David Frédéric Strauss

La nature, dans le partage de ses dons, n'a aucun égard à nos classifications d'école. (...)

Elle unit en Lessing la raison et l'imagination d'une façon si merveilleuse, que, chez lui, les raisons pour et contre deviennent des discours pour et contre, que la dialectique des pensées s'anime en un dialogue de personnages, et que le dialogue se change en drame : le drame alors se complait dans les enchantements de la poésie et y oublie pour un temps son origine tout intellectuelle, jusqu'au jour où, toute justice dramatique étant accomplie, il revient précisément dans Nathan au service de la pensée.

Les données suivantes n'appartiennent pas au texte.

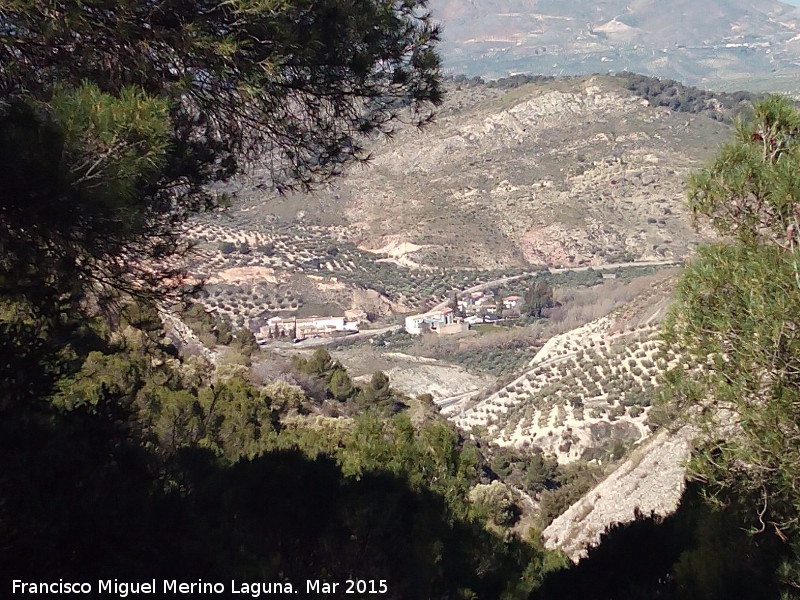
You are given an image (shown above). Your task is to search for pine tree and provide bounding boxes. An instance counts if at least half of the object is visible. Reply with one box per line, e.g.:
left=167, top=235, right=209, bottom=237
left=665, top=97, right=800, bottom=585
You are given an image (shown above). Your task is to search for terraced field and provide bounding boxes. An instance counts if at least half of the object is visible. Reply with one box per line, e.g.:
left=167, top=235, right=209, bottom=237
left=443, top=290, right=676, bottom=462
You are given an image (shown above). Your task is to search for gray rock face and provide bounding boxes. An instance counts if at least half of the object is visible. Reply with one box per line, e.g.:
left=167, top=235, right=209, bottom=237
left=542, top=426, right=697, bottom=562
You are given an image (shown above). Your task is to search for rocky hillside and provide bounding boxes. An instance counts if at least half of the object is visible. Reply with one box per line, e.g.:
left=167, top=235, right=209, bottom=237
left=431, top=0, right=800, bottom=85
left=225, top=77, right=729, bottom=269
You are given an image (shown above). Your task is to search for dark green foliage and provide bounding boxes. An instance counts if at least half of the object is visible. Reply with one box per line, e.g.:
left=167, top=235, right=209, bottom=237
left=0, top=0, right=441, bottom=310
left=616, top=72, right=758, bottom=122
left=182, top=303, right=238, bottom=349
left=522, top=279, right=555, bottom=318
left=664, top=97, right=800, bottom=590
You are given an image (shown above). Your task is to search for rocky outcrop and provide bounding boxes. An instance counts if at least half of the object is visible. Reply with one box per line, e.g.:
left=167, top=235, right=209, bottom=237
left=542, top=425, right=697, bottom=562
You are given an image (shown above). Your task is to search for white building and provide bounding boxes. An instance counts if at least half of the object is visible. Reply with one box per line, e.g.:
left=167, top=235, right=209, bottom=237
left=406, top=307, right=453, bottom=335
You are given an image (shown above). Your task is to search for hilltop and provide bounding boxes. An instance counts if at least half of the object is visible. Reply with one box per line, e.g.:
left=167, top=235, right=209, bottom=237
left=209, top=76, right=729, bottom=282
left=431, top=0, right=800, bottom=88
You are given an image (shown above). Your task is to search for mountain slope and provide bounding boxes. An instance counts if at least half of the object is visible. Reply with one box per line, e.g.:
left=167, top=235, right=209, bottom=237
left=234, top=76, right=729, bottom=268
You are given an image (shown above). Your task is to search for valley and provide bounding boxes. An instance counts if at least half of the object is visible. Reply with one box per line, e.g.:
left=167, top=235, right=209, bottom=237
left=169, top=76, right=738, bottom=553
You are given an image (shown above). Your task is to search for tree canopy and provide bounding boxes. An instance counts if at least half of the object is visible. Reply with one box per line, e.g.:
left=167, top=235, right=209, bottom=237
left=0, top=0, right=441, bottom=308
left=666, top=97, right=800, bottom=586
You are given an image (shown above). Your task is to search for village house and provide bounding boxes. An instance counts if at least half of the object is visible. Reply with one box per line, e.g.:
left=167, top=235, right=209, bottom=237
left=259, top=317, right=358, bottom=338
left=406, top=306, right=454, bottom=335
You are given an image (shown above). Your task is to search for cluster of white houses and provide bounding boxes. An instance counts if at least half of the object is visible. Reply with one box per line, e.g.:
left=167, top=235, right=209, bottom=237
left=250, top=292, right=522, bottom=343
left=259, top=317, right=358, bottom=339
left=405, top=291, right=523, bottom=335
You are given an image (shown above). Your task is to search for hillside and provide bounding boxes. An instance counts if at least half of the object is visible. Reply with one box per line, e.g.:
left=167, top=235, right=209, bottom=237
left=198, top=77, right=728, bottom=298
left=432, top=0, right=800, bottom=87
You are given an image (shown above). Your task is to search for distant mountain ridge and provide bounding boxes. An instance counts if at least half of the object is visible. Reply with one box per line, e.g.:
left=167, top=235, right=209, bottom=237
left=431, top=0, right=800, bottom=84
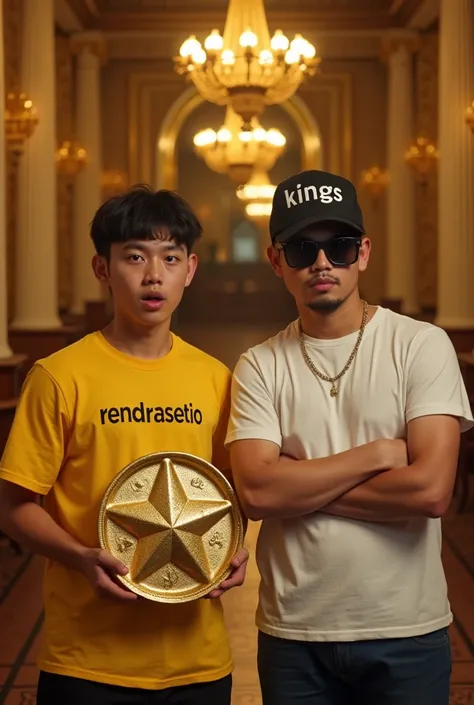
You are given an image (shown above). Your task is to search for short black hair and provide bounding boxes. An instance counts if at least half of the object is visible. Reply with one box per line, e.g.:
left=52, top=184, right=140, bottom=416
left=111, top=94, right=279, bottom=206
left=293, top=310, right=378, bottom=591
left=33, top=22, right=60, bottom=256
left=91, top=184, right=202, bottom=259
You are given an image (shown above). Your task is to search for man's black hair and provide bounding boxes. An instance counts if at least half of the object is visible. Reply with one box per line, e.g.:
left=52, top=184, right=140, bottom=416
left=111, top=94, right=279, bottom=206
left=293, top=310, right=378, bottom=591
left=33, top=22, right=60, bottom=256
left=91, top=184, right=202, bottom=259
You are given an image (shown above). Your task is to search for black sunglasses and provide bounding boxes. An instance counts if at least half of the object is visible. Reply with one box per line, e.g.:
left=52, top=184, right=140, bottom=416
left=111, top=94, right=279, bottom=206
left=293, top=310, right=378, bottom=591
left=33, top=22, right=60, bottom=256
left=275, top=237, right=362, bottom=269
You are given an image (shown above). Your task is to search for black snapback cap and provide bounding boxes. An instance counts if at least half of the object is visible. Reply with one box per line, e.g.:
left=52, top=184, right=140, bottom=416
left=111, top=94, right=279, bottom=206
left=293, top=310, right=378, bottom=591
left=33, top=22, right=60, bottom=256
left=270, top=170, right=365, bottom=242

C'est dans le sentiment très-vif de cette nature particulière de son drame que Lessing a pu un jour émettre la conjecture que Nathan, lorsqu'il arriverait à être représenté au théâtre, y produirait peut-étre peu d'effet. Mais l'événement a bien vite réfuté cette crainte et continue encore de la réfuter: Nathan, on peut le dire, a fait ses preuves à la scène. Tandis que l'action dramatique, la suite des événements et les relations des personnages fixent notre attention et captivent notre sympathie, la haute pensée de l'ensemble se révèle peu à peu à notre
esprit, comme, aux yeux du voyageur, une montagne lointaine ;et d'admirables sentences, familières depuis longtemps au spectateur pour le sens et souvent aussi pour les paroles, — des sentences qui expriment encore aujourd'hui ce qu'il y a de plus élevé dans la morale et dans la religion de notre époque, tout cela donne, aux scènes qui se déroulent devant nous, une portée supérieure, et, à l'auditeur capable de comprendre, une émotion religieuse. Sous de telles impressions, on regrette aussi peu les effets puissants des drames à sensation qu'on ne regrette la variété et la passion des mélodies du Don Juan de Mozart lorsqu'on écoute les profonds accents pacifiques de sa Flûte enchantée. Dans ces deux chants du cygne, dans celui du poëte comme dans celui du musicien, si différents qu'ils soient d'ailleurs, on sent un esprit arrivé au terme, parvenu à la sérénité, à l'harmonie intérieure, et qui, ayant sur monté tous les orages du dedans, n'a plus rien à craindre de ceux du dehors. Ce sont des oeuvres au-dessus desquelles ne pouvait plus s'élever le génie qui les créa, des oeuvres qu'entoure déjà la lumière idéale où la mort a bientôt après fait entrer leurs auteurs.

Mais de telles oeuvres, qui nous viennent d'un meilleur monde, d'un monde où sont éternellement résolues les antithèses, éternellement gagnées les batailles milieu desquelles nous sommes si souvent tentés de perdre l'espérance, — ces oeuvres ne doivent pas être pour
nous l'occasion d'une jouissance paresseuse, d'une simple contemplation esthétique. Elle sont bien plutôt des gages pour l'avenir, et à la fois des excitations à lutter, dans la pensée que le combat sérieux et loyal ne peut manquer de se terminer par la victoire, — que l'humanité, lentement il est vrai, et malgré bien des reculs, marche pourtant du crépuscule à la lumière, de la servitude à la liberté ; — mais aussi que celui-là seul compte vraiment parmi les hommes qui, dans un cercle étroit ou vaste, comme Nathan ou comme le moine, comme Sittah ou comme Récha, a travaillé selon ses forces pour hâter l'aurore de ce jour, la venue de ce royaume de Dieu.